Changing channels for a moment, consider Bob Dylan’s new music video released this week. You don’t just sit there and watch this version of Like a Rolling Stone. Instead, brilliant technological trickery encourages you to flick through shows on a TV where, in every option, the people on screen are lipsyncing to the song. Whether you pick financial news, rom-com, history channel or reality TV, even cookery… you can’t escape Dylan’s bitter lyrics.
It’s an impressive achievement, and the song’s inescapable, tragic warning still resonates after almost half a century. But what’s almost as interesting as the artistic accomplishment is how it turns the traditional music video into a work without an audience. You are part of the performance. It is only completed when you lean forward and create the visual playlist of your choice.
Dylan has long had a genius for what is blowing in the wind. This interactive video understands that we live in an age when passive consumption is fading. Apple quietly led the way with iTunes, which not only slashed the price of music but did so by breaking carefully planned albums into individual songs for fans to buy and rearrange into their own playlists. That has now become mainstream: as live events are now a backdrop for selfies, so TV shows are an opportunity to perform on a second screen with Twitter barbs and quips, or raw material for mashing up tribute videos and composing fanfic. Articles aren’t just for reading but for sharing and curating (feel free).

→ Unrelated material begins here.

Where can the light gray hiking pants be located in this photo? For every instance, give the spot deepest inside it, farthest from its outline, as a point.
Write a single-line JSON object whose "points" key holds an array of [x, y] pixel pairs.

Like the space in an Elizabethan court masque that the performers left for the courtiers themselves to step forward and take part, today everyone needs to work out how to create a stage on which the constellation of divas formerly known as the audience will strike their own pose.
The cliche that a channel-hopping society indicates our shrinking attention span needs to be rethought. Dylan’s transformation of surfing with your remote into art reveals it as a revolutionary act: a refusal to sit back and take what we are given. We don’t want to see the picture; we want to be the picture. And that changes everything.
Marc Sidwell is managing editor at City A.M.